Small Business Legal Clinic (SBLC)

In the 2010-11 academic year, 22 student interns assisted almost 50 clients with a wide variety of business and transactional legal matters. Some of the highlights:

  • SBLC interns Alex Roome ’11 and Shawn Overstreet ’11 assisted client Q Blogger with obtaining a federal trademark for its e-commerce business Recyclescene.com. This was the first federal trademark obtained by SBLC for the client, but with several more applications pending, we expect it will not be the last.

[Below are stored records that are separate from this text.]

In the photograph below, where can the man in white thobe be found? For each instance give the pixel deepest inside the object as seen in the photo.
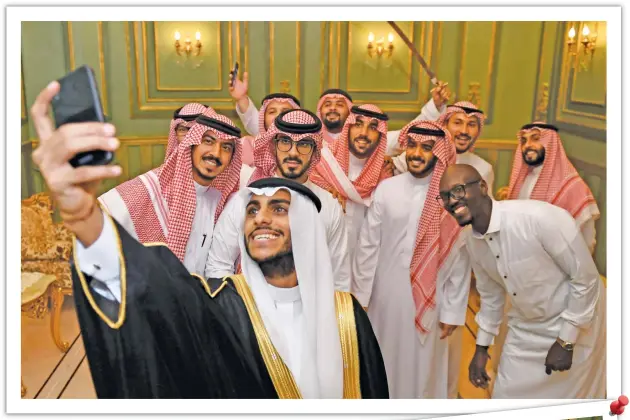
(533, 251)
(289, 149)
(183, 120)
(352, 167)
(542, 171)
(179, 202)
(412, 271)
(465, 123)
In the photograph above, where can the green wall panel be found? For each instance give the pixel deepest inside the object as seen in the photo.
(515, 71)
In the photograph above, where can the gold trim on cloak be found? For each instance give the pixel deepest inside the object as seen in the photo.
(281, 376)
(349, 345)
(123, 280)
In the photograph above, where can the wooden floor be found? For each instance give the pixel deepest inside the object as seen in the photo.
(48, 373)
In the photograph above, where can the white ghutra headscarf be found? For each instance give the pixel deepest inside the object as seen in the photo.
(320, 370)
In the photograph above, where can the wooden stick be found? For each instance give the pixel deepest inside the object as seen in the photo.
(415, 52)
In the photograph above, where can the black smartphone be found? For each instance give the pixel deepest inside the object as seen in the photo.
(78, 101)
(234, 72)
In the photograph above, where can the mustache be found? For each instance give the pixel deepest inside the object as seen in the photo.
(255, 232)
(291, 159)
(214, 159)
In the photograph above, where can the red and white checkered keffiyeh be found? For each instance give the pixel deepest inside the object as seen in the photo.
(371, 174)
(457, 108)
(264, 146)
(192, 109)
(263, 107)
(559, 182)
(437, 231)
(331, 96)
(177, 187)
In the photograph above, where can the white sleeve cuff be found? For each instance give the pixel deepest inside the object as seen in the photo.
(100, 260)
(451, 318)
(569, 333)
(484, 338)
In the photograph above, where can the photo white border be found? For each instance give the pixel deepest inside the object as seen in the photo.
(14, 16)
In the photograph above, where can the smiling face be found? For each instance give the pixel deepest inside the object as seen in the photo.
(463, 192)
(334, 113)
(532, 149)
(363, 137)
(273, 109)
(267, 231)
(210, 158)
(464, 130)
(180, 131)
(293, 159)
(420, 158)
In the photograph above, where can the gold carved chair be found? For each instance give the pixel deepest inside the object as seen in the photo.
(46, 249)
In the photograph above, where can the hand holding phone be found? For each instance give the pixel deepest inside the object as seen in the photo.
(79, 101)
(234, 73)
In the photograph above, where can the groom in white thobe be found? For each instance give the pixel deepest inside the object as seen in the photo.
(412, 271)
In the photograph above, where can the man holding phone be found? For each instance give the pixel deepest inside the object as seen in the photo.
(179, 202)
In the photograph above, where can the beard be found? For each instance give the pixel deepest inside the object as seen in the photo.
(292, 174)
(333, 125)
(362, 155)
(424, 171)
(540, 157)
(278, 265)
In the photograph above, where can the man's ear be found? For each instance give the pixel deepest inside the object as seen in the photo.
(483, 186)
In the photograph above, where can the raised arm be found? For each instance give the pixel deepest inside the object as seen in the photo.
(245, 108)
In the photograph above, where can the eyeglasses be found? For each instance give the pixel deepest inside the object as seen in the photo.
(285, 144)
(457, 192)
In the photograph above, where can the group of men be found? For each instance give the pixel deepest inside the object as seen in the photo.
(324, 256)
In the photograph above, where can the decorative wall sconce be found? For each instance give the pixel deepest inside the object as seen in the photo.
(188, 48)
(571, 41)
(588, 42)
(379, 46)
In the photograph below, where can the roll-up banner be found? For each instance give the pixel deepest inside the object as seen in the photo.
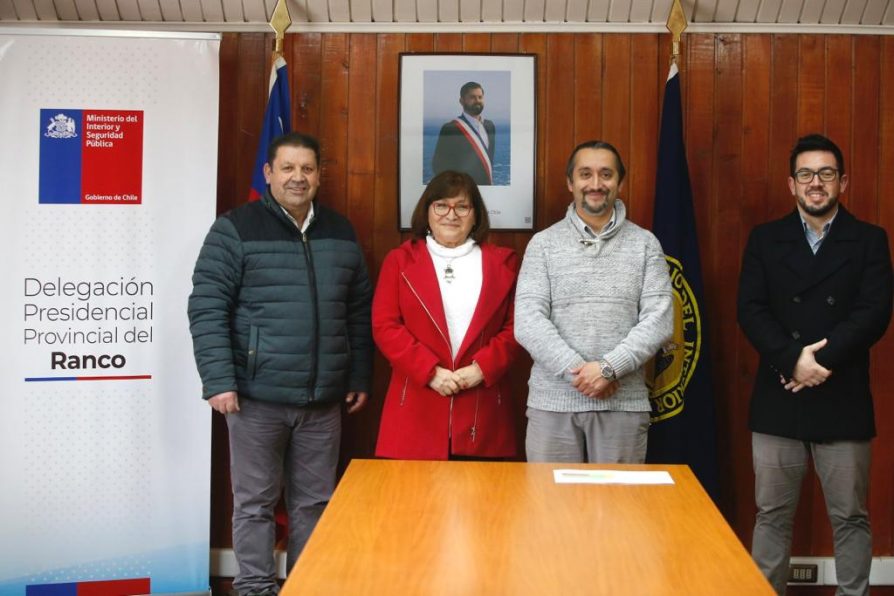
(108, 168)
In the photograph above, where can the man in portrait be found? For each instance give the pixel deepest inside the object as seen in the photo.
(467, 143)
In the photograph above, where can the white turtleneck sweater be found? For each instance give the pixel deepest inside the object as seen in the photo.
(459, 295)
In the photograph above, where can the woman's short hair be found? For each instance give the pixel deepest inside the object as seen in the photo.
(446, 185)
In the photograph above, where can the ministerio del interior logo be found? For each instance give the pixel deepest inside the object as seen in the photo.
(670, 371)
(91, 157)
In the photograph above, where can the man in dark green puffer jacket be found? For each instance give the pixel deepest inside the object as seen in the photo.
(280, 320)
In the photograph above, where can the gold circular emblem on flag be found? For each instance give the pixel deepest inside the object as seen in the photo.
(669, 372)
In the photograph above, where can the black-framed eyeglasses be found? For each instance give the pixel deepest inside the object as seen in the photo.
(805, 176)
(442, 209)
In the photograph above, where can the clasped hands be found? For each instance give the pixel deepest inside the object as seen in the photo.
(808, 372)
(588, 380)
(450, 382)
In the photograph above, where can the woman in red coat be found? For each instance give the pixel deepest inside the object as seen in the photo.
(442, 316)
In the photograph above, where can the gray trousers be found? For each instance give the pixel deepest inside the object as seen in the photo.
(595, 437)
(274, 446)
(843, 471)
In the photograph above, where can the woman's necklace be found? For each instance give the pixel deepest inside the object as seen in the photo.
(449, 255)
(448, 271)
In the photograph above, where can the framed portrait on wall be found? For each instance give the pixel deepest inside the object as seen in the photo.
(473, 113)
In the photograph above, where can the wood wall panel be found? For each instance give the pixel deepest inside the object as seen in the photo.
(746, 98)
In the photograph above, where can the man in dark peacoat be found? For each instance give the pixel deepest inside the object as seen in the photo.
(815, 294)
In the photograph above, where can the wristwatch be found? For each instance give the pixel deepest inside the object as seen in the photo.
(607, 371)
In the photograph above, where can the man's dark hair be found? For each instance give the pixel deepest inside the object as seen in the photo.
(815, 142)
(468, 87)
(446, 185)
(569, 169)
(293, 139)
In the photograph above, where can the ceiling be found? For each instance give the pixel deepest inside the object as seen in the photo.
(824, 16)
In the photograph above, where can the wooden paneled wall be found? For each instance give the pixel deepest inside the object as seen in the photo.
(746, 98)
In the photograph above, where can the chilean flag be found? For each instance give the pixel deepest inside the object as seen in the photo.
(277, 121)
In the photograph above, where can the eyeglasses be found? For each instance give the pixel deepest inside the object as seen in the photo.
(442, 209)
(805, 176)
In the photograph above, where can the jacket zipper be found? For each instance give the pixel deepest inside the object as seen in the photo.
(449, 349)
(403, 394)
(312, 285)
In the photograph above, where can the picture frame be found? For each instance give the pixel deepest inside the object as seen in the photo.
(436, 132)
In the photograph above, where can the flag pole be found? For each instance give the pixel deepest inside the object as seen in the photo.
(676, 24)
(279, 22)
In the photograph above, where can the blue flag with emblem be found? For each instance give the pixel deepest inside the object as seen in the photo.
(681, 392)
(277, 121)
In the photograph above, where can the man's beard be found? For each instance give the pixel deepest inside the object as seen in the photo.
(599, 209)
(818, 211)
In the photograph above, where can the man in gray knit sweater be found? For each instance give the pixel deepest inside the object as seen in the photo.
(593, 305)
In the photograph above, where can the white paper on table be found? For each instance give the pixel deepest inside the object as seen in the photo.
(612, 477)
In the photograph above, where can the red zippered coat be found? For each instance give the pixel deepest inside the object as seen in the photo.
(410, 329)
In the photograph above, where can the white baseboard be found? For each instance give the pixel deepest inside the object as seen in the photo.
(223, 564)
(881, 574)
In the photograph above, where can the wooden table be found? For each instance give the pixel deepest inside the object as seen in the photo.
(416, 527)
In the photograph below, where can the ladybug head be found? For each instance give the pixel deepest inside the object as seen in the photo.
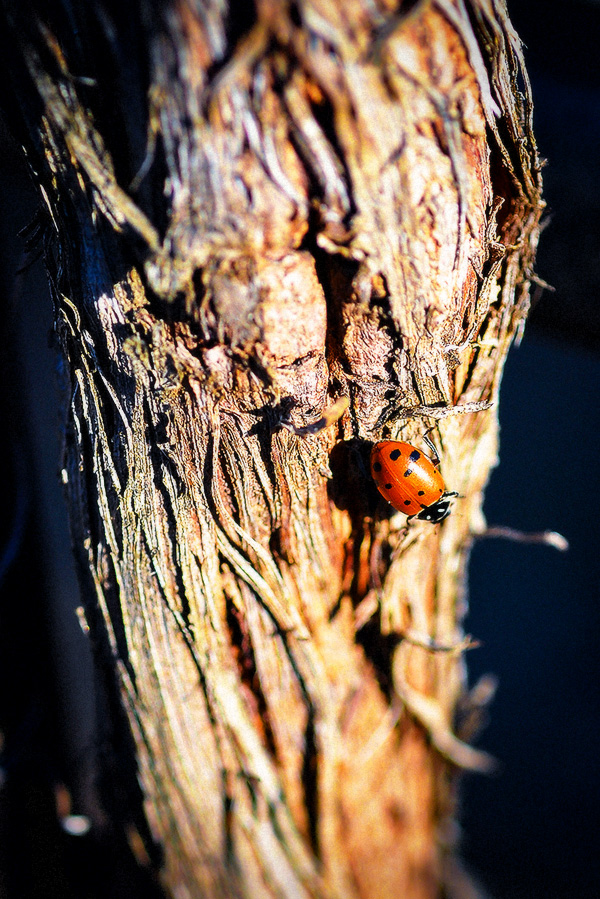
(437, 511)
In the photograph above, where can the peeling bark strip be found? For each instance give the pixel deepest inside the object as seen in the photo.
(254, 214)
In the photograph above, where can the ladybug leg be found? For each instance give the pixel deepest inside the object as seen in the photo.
(434, 454)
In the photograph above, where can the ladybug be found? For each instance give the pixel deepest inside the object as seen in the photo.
(410, 481)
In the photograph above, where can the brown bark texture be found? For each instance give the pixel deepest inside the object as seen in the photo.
(274, 235)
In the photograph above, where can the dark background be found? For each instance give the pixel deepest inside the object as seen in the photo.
(530, 832)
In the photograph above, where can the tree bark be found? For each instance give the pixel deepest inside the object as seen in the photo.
(274, 236)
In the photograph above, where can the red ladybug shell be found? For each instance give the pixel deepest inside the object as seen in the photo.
(409, 480)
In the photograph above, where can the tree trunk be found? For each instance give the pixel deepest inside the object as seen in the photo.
(274, 236)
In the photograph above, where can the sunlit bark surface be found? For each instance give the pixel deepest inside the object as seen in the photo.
(275, 235)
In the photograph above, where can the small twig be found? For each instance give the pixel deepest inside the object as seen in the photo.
(549, 538)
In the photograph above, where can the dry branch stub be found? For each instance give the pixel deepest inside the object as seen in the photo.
(324, 241)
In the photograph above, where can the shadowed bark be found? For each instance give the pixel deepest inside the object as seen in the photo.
(275, 235)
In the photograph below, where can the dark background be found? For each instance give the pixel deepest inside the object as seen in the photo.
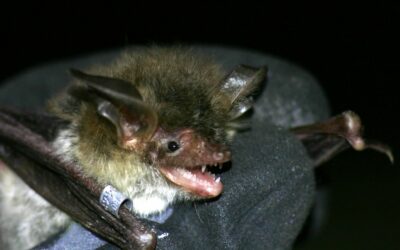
(352, 50)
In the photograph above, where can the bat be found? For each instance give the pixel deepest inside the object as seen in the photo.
(154, 125)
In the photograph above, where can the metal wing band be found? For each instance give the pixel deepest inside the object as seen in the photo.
(112, 200)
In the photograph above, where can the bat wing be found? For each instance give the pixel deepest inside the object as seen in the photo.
(25, 141)
(325, 139)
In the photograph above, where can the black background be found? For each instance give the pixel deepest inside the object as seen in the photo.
(352, 50)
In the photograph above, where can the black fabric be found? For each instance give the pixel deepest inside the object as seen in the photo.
(270, 187)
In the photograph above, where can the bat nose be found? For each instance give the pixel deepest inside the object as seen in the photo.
(222, 156)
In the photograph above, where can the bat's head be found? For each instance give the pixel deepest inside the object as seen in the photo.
(171, 125)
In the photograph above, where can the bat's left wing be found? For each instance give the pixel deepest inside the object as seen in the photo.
(323, 140)
(25, 146)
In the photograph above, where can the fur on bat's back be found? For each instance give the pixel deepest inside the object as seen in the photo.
(26, 219)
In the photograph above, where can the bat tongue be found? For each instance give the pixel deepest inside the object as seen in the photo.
(194, 180)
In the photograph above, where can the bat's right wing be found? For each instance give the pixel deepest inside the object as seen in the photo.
(25, 147)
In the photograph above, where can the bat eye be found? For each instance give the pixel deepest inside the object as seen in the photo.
(173, 146)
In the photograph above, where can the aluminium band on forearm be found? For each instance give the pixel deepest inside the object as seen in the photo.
(112, 200)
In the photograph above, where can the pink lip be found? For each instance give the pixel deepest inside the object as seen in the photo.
(194, 180)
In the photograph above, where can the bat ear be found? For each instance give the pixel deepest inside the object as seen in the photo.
(239, 85)
(120, 103)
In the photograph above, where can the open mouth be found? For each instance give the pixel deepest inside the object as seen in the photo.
(201, 180)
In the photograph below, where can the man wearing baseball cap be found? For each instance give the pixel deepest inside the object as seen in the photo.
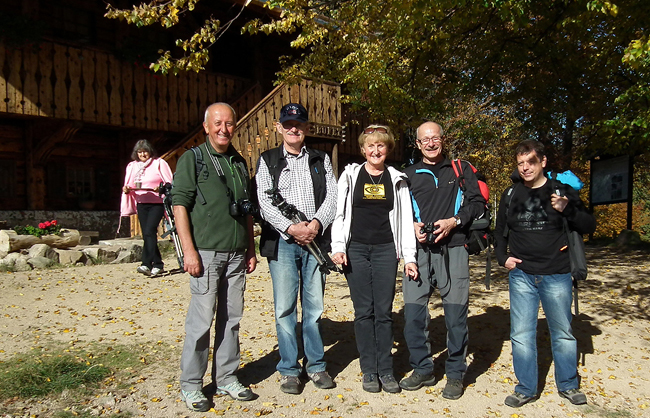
(304, 178)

  • SBLC intern Joseph Harder ’10 assisted a new restaurant venture, the Gathering Spot, in Silverton, with arranging modest debt and equity financing from private investors. The Gathering Spot, owned and operated by aspiring restaurateurs Anna and Mike Kuzmin, opened in January and recently garnered a “Best of the Valley” award from the Salem Statesman-Journal. Way to go, Anna and Mike!
  • SBLC intern Addison Henin ’12 helped an Oregon tree nursery license its registered trademark “SuperTrees” to a California citrus grower.
  • SBLC interns Etta Lockey ’11 and Yuen Roh ’12 helped a Eugene-based nonprofit, Artists4Action, apply for a federal tax exemption. Artists4Action brings the talents of musicians and visual artists to bear on the region’s pressing environmental issues.
  • SBLC intern Matthew Erdman ’11 assisted a popular Portland food cart, Tabor (specializing in Czech food and home of the famous “Snitzelwich”), form a limited liability company and effect an operating agreement among its owners.
  • SBLC intern Christine Samuel ’12 assisted Sigma Consulting Group and its owner/operator Venky Ramakrishnan implement employment and nondisclosure agreements to protect the IT consulting company’s trade secrets and proprietary information.
  • SBLC’s interns also presented at numerous community outreach events and small business seminars. On February 24, Addison Henin ’12 and Patrick Klemz ’12 spoke to small business attendees at the Governors Marketplace Conference—Legal Tips for the Small Business Owner—in Salem. In addition, SBLC interns Patrick Sullivan ’10 and Melissa Marrero ’12 each spoke at the Hacienda Community Development Center in North Portland on business entity selection and formation issues for new businesses.